Cada vez que alguien sugiere alguno de estos conceptos es conveniente analizar y buscar información correcta.

Se Analizará cada una de estas Frases.

Los componentes de este tipo de carne son los mismos que de cualquier otro tipo de tejido de origen animal. Los nutrimentos presentes en los alimentos de origen animal son proteínas de alto valor biológico, grasa en su gran mayoría ácidos grasos saturados, agua, vitaminas y minerales.

Primero que nada se debe entender que se consumen alimentos los cuales están compuestos por nutrimentos, y que no se “Sara izara” ninguno de estos compuestos ya que son indispensables para mantener la salud.

Las proteínas están formadas por aminoácidos de los cuales existen 8 indispensables que se encuentran presentes en los tejidos de la carne de cerdo y es importante entender que es una carne blanca por su contenido de MIOGLOBINA, que es una proteína muscular que posee hierro y le imparte el color rojo a la carne, por lo tanto no debe considerarse a la carne de cerdo como una carne roja. Entonces será el primer concepto que se debe eliminar al hablar de este tipo de carne.
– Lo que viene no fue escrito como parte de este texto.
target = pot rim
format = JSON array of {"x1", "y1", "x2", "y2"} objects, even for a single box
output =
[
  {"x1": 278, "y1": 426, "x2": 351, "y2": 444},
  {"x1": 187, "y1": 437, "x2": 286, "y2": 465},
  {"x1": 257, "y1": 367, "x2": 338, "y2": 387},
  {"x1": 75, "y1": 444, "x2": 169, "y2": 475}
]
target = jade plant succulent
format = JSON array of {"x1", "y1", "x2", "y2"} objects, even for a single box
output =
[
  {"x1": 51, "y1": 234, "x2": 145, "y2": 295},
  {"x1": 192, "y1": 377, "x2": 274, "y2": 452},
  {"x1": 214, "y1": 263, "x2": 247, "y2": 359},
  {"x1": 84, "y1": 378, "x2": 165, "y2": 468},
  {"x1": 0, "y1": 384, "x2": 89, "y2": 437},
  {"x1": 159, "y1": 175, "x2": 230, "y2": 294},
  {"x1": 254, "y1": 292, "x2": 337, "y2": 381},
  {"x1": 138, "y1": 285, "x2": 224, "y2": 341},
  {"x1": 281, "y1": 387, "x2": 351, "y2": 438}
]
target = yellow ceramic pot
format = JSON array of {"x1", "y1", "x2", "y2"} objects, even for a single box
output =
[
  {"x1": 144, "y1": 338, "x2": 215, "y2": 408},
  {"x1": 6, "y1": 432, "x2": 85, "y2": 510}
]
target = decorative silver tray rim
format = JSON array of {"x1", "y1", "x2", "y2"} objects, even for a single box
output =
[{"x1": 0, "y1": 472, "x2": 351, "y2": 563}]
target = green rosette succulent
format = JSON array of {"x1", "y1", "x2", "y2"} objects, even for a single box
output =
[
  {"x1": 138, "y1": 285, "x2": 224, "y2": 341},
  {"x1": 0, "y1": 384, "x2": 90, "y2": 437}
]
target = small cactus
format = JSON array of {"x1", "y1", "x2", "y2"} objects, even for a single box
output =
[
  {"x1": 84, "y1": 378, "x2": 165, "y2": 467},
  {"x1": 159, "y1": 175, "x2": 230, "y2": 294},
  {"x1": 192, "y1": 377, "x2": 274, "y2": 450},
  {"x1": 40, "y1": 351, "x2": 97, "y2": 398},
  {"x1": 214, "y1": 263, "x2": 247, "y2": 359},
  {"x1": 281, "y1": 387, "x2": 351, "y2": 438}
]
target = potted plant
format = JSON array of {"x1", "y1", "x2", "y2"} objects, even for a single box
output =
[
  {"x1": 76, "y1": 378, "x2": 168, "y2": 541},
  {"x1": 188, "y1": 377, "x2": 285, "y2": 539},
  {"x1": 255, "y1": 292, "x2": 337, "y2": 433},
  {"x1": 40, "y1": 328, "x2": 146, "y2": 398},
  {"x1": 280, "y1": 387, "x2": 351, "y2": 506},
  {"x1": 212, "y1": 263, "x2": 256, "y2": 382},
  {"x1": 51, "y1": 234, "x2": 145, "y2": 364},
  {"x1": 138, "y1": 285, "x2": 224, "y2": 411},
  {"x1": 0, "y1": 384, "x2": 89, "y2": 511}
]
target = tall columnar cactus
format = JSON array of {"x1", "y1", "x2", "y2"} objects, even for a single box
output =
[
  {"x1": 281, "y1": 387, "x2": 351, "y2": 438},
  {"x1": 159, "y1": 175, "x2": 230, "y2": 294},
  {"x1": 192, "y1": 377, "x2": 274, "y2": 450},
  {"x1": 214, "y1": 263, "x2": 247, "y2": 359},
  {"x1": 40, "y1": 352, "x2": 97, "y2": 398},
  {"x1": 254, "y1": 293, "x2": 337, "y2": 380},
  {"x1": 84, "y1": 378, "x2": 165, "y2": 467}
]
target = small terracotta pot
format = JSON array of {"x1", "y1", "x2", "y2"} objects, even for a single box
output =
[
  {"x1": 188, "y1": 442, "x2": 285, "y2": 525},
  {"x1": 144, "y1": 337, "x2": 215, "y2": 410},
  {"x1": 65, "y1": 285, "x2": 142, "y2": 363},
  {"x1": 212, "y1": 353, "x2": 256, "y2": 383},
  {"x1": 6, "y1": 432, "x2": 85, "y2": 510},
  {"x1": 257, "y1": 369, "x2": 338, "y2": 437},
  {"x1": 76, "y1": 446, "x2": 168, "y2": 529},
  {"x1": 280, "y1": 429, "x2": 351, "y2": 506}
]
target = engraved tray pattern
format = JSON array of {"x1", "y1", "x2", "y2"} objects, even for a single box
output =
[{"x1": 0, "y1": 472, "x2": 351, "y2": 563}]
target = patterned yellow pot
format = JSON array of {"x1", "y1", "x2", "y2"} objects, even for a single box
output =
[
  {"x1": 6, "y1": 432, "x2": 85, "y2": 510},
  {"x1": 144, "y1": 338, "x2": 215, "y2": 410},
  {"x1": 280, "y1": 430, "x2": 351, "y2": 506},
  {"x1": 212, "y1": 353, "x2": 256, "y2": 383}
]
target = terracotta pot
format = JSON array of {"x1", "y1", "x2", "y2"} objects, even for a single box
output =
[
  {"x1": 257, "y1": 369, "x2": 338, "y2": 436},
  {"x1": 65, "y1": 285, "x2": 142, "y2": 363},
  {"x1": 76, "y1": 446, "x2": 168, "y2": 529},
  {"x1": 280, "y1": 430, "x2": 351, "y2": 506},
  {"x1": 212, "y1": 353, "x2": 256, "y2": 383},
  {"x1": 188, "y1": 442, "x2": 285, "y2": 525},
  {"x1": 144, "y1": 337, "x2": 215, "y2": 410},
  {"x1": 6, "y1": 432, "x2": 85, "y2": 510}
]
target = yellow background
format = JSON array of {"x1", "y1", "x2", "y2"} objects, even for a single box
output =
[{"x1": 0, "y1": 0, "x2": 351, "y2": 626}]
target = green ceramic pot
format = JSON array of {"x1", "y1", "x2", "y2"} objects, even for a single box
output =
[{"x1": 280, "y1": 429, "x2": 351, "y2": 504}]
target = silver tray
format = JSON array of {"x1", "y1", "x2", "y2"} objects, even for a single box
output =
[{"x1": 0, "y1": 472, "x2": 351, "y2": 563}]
Al revisar la composición de los tejidos de origen animal y reafirmar que no hay diferencia, no se logra entender de dónde salió el concepto de heridas, muelas del juicio y la prohibición de la carne de cerdo, las investigaciones relacionadas con la composición nutrimental de la carne de cerdo hace entender que la mayor diferencia es en el contenido de ácidos grasos, sin embargo en la actualidad los animales están siendo controlados en granjas dentro de las cuales se revisa la alimentación, la higiene y el color de las enfermedades; así se puede eliminar este otro concepto del dominio popular.

La carne de cerdo debe consumirse bien cocida, lo que implica alcanzar temperaturas cercanas a los 100 grados en el caso de carne hervida o estofada, y superiores a los 170 grados en el caso de las frituras, por lo tanto es casi imposible que esta carne se consuma contaminada, no así si se consume cruda, es importante que alcance las temperaturas óptimas.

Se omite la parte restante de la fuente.